WANHHEARTNEWS.COM - Terdakwa perkara dugaan pencemaran nama baik dan fitnah, Tifauzia Tyassuma atau Dokter Tifa menjalani sidang lanjutan dengan agenda pembacaan eksepsi di Pengadilan Negeri Jakarta Timur, Kamis (9/7/2026).
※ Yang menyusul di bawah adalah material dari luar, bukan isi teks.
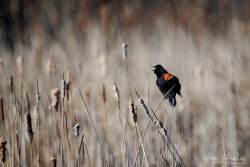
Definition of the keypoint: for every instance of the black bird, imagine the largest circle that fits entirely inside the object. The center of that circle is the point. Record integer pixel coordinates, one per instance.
(168, 84)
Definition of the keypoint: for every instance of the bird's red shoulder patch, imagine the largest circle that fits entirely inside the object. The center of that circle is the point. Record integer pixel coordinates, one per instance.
(167, 76)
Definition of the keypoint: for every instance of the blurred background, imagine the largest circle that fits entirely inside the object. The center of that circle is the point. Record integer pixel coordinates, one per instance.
(206, 43)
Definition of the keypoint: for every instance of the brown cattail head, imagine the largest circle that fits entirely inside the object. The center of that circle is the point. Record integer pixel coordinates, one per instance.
(29, 130)
(11, 84)
(19, 64)
(1, 110)
(103, 66)
(55, 98)
(132, 110)
(68, 84)
(53, 160)
(76, 129)
(116, 92)
(63, 88)
(3, 150)
(124, 50)
(104, 97)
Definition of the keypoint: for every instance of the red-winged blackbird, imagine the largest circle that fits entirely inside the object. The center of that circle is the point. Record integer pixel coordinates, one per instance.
(168, 84)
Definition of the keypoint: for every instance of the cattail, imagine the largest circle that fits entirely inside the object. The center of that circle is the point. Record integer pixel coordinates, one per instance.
(3, 150)
(63, 88)
(55, 98)
(103, 66)
(132, 110)
(104, 97)
(1, 64)
(53, 160)
(36, 108)
(19, 64)
(88, 96)
(1, 110)
(11, 84)
(124, 50)
(29, 130)
(68, 84)
(49, 66)
(116, 92)
(77, 129)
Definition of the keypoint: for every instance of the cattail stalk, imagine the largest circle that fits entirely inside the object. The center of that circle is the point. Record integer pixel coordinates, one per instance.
(53, 160)
(94, 128)
(161, 130)
(2, 111)
(124, 56)
(3, 150)
(134, 114)
(63, 90)
(117, 96)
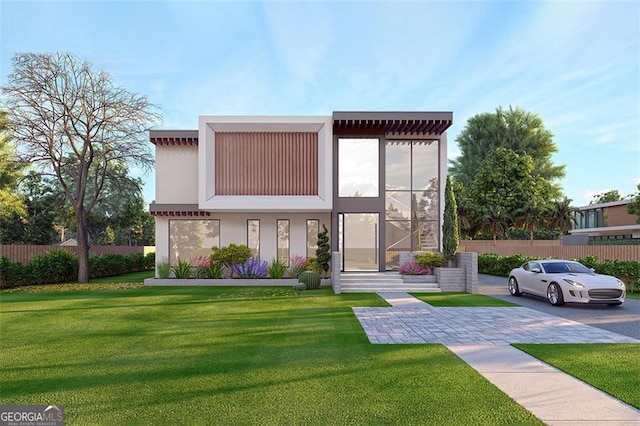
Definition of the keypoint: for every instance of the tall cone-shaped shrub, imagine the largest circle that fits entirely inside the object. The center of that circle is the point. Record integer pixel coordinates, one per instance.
(450, 232)
(323, 251)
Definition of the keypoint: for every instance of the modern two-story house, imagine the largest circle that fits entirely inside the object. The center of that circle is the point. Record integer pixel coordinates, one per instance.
(374, 179)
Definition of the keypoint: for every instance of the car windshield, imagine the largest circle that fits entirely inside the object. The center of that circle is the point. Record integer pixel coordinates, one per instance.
(565, 267)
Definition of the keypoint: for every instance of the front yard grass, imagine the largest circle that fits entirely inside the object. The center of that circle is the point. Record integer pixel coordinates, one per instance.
(222, 355)
(612, 368)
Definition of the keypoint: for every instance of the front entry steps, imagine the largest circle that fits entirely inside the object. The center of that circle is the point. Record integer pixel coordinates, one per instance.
(387, 282)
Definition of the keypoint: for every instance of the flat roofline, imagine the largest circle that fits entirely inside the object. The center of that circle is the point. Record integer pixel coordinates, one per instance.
(393, 115)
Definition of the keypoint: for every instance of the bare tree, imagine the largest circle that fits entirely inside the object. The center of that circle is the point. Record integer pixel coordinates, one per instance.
(73, 123)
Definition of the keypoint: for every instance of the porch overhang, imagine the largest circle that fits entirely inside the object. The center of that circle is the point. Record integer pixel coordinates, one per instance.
(392, 123)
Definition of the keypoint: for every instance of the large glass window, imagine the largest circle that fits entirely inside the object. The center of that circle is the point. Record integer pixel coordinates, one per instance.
(313, 227)
(412, 197)
(283, 241)
(359, 243)
(191, 238)
(358, 167)
(253, 236)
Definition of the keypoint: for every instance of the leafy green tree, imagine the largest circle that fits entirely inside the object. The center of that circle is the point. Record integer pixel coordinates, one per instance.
(450, 231)
(42, 206)
(513, 130)
(562, 216)
(72, 121)
(530, 218)
(465, 210)
(606, 197)
(11, 202)
(323, 254)
(634, 206)
(505, 182)
(496, 222)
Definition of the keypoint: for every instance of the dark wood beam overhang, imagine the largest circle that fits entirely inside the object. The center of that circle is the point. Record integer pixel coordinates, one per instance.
(173, 137)
(177, 210)
(395, 123)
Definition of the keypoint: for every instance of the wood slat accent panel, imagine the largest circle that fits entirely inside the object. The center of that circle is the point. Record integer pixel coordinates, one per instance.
(259, 163)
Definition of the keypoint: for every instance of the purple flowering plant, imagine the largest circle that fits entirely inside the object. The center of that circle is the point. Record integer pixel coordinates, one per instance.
(412, 268)
(252, 268)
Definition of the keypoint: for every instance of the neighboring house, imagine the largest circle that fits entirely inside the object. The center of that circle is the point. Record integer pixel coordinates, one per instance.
(606, 221)
(374, 179)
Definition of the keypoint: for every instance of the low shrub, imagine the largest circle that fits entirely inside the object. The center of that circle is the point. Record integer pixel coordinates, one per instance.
(150, 260)
(232, 254)
(429, 259)
(200, 265)
(182, 270)
(276, 269)
(314, 265)
(311, 279)
(251, 269)
(12, 274)
(164, 270)
(412, 268)
(215, 271)
(297, 265)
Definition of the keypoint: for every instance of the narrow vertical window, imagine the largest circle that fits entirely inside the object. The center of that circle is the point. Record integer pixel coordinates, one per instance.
(253, 236)
(313, 227)
(283, 241)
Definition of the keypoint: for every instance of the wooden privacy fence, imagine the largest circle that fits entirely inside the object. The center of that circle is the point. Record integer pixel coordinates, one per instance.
(551, 249)
(24, 253)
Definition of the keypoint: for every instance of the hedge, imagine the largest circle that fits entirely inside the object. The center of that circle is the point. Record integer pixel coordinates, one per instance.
(627, 271)
(58, 266)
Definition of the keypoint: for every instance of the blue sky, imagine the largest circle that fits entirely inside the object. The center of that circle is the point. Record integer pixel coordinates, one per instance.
(574, 63)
Dalam sidang tersebut, kuasa hukumnya menegaskan kliennya tidak pernah menginginkan Presiden ke-7 Joko Widodo (Jokowi) dihukum.
Kuasa
Hukum Dokter Tifa, Wirawan Adnan, menilai terdapat dikotomi yang keliru
dalam memandang perkara ini. Menurutnya, berbeda dengan para pendukung
Jokowi yang menginginkan dr Tifa dihukum, pihaknya justru tidak pernah
menuntut agar Jokowi dijatuhi hukuman.
"Di
satu sisi, para pendukung Bapak Joko Widodo kerap menuntut dengan keras
agar Terdakwa dijatuhi hukuman yang berat," ujar Wirawan saat
membacakan eksepsi di persidangan, Kamis (9/7/2026).
"Namun,
di sisi lain, perlu kami tegaskan secara jujur dan terbuka di ruang
suci ini. Terdakwa maupun para pendukungnya tidak pernah sekalipun
menuntut agar Bapak Joko Widodo dihukum," sambung dia.
Menurut
Wirawan, keinginan kliennya sangat sederhana dan konstitusional. Ia
menegaskan, yang diminta hanya agar keabsahan ijazah Jokowi dibuktikan
secara terbuka di hadapan hukum.
"Keinginan
kami sangat sederhana, sangat terukur dan sangat konstitusional. Kami
hanya menuntut satu hal agar keabsahan sebuah ijazah dapat dibuktikan
secara terang benderang di hadapan hukum dan pengadilan," jelasnya.
Wirawan
kemudian menilai proses persidangan justru menjauh dari pokok persoalan
yang dipersoalkan sejak awal. Menurutnya, perhatian persidangan lebih
banyak diarahkan pada dugaan pencemaran nama baik dan fitnah dibanding
menguji substansi yang menjadi asal mula perkara.
"Kita
tidak sedang diajak untuk menguji kebenaran materiil dari ijazah yang
menjadi pokok persoalan, melainkan kita terjebak dalam labirin
penafsiran formalitas perihal pasal-pasal 'pencemaran nama baik' dan
'fitnah'. Persidangan ini seolah-olah dirancang untuk melompati
substansi dan langsung melompat pada kesimpulan," sambungnya.
Wirawan
pun mempertanyakan dasar penghukuman terhadap kliennya apabila
keabsahan ijazah yang dipersoalkan belum pernah diuji secara terbuka di
persidangan. Menurutnya, pembuktian terhadap objek yang dipersoalkan
semestinya dilakukan terlebih dahulu.
"Bagaimana
mungkin seseorang dihukum karena dianggap memfitnah atau mencemarkan
nama baik atas suatu objek, jika objek itu sendiri yakni kebenaran atau
ketidakbenaran ijazah tersebut tidak pernah dibongkar, dibuka, dan
dibuktikan secara transparan di dalam sidang?" ujar dia.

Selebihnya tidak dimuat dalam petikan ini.